1
votes

My company are in the process of migrating from a local DB to a Data Warehouse as the load is too much for SQL Server at the moment. We've looked at what cloud solutions we might be able to use and decided on Snowflake. We need to process quite heavy compressed JSONs of up to 300 MB per file at times. I've read through the documentation, created the stage, file format and table as (json_data variant). I've loaded my first JSON file using SnowSQL CLI and that worked too. The test file is 3.7 kb. When trying to copy into mytable I got this error

Error parsing JSON: document is too large, max size 16777216 bytes

How can I avoid this error without having to split the files before being uploaded in the Stage? The data is being sent by an app so every hour we'd have to load this data in when going live.

3
This error means that your copy into is likely trying to load the entire document into a single record. Could you provide a sample of the first few lines of a JSON file, as well as the COPY INTO statement you are executing. You might need to add some parameters to help Snowflake parse the file correctly.Mike Walton

3 Answers

1
votes

I would assume that error "Error parsing JSON: document is too large, max size 16777216 bytes" is caused because snowflake thinks your file has a single json record which practically does not look correct.

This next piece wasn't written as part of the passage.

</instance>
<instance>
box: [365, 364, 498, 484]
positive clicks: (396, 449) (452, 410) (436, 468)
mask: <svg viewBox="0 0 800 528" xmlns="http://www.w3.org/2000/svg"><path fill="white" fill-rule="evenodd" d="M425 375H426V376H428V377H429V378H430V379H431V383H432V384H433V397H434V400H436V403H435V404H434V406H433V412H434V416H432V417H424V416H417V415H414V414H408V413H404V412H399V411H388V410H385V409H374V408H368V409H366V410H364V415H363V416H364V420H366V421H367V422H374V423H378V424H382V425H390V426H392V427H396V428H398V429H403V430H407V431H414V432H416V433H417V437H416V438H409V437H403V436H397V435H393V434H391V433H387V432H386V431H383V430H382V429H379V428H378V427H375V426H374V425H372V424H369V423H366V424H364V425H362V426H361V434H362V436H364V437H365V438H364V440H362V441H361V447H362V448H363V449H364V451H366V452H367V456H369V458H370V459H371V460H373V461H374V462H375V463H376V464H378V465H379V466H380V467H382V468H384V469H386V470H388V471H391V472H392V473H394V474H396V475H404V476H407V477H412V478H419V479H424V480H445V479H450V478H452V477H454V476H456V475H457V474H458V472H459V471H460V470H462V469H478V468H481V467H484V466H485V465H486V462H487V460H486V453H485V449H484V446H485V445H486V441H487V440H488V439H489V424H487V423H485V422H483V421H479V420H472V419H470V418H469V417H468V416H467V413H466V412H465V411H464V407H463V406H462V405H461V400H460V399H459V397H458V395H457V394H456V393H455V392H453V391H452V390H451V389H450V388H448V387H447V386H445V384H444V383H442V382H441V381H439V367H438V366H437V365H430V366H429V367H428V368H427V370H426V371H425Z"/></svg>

In JSON file format, use STRIP_OUTER_ELEMENT = TRUE .. this will turn your single JSON document array into individual JSON records.

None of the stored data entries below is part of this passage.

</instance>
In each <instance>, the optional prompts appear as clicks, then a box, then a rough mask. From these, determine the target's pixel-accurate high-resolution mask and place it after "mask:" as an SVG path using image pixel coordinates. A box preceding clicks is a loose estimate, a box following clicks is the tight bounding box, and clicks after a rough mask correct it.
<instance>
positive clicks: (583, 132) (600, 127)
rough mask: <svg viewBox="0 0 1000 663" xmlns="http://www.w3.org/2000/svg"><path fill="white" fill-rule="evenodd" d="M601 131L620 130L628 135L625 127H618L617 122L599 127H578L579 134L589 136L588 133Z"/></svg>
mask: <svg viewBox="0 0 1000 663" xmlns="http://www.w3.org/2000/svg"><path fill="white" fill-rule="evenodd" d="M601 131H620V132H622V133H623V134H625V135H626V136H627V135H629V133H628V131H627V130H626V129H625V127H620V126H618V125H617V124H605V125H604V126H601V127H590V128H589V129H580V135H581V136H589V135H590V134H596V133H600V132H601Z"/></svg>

Kindly try this and see if this works for you.


Update:

I have tested this and it works without any issues with way bigger single file than max size 16777216.

Steps

--On Worksheet

create or replace stage testdb.testschema.stage_java;

--On SnowSQL

put file://C:/Users/sonij/OneDrive/Desktop/bigjson.json @STAGE_JAVA AUTO_COMPRESS=false SOURCE_COMPRESSION=NONE OVERWRITE=TRUE;

--On Worksheet

create or replace file format bigjson_ff
    type = json
        COMPRESSION = none
        STRIP_OUTER_ARRAY = true
        ALLOW_DUPLICATE = TRUE;

select
    parse_json($1)
from @stage_java/bigjson.json (file_format => 'bigjson_ff');
0
votes

Splitting the files won't help here I'm afraid, as much as Snowflake recommends files from 10 to 100MB compressed for loading, it can handle bigger files as well.

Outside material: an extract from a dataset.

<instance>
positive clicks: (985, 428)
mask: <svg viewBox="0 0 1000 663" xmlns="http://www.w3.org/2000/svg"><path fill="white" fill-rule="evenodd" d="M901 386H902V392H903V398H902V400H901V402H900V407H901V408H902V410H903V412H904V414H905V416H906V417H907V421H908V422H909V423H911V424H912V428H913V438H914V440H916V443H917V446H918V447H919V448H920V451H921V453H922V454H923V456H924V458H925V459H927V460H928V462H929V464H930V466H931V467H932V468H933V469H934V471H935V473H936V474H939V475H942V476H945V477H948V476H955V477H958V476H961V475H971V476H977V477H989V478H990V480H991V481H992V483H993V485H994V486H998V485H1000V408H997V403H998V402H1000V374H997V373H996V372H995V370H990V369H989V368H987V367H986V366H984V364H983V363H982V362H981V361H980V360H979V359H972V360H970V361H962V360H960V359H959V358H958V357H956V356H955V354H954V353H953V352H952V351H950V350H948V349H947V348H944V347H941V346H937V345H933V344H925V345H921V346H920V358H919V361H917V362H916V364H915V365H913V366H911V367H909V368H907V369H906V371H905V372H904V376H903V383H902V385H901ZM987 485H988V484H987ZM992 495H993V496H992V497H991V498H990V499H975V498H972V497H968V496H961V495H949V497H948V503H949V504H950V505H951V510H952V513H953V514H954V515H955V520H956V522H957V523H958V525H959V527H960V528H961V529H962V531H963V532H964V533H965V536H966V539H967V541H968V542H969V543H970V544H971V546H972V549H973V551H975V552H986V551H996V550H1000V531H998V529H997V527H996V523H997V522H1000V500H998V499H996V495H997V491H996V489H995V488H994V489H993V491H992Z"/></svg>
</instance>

The problem probably is with a single JSON record size (or something Snowflake thinks is a single JSON record).

You can try loading your file with "ON_ERROR=CONTINUE" to see if anything loads at all (if so, you'll know which row is problematic, if not, you'll know which rows are considered a single row)

0
votes

The maximum size of a VARIANT column is 16Mb so if any individual JSON "field" in each record (once you've applied STRIP_OUTER_ARRAY = true) is greater than this you won't be able to load it using a simple "copy into..." approach. I can think of 2 possible alternatives, neither as simple or as flexible as the COPY INTO statement but which will, at least, get your data into Snowflake:

  1. Use an ETL tool that can read JSON, extract all the individual fields and write the data to table(s)/columns

  2. Given that Snowflake enables SQL querying of JSON files in a Stage, insert the individual fields into tables/columns using an "INSERT INTO... SELECT..." statement rather than a "COPY INTO..." statement.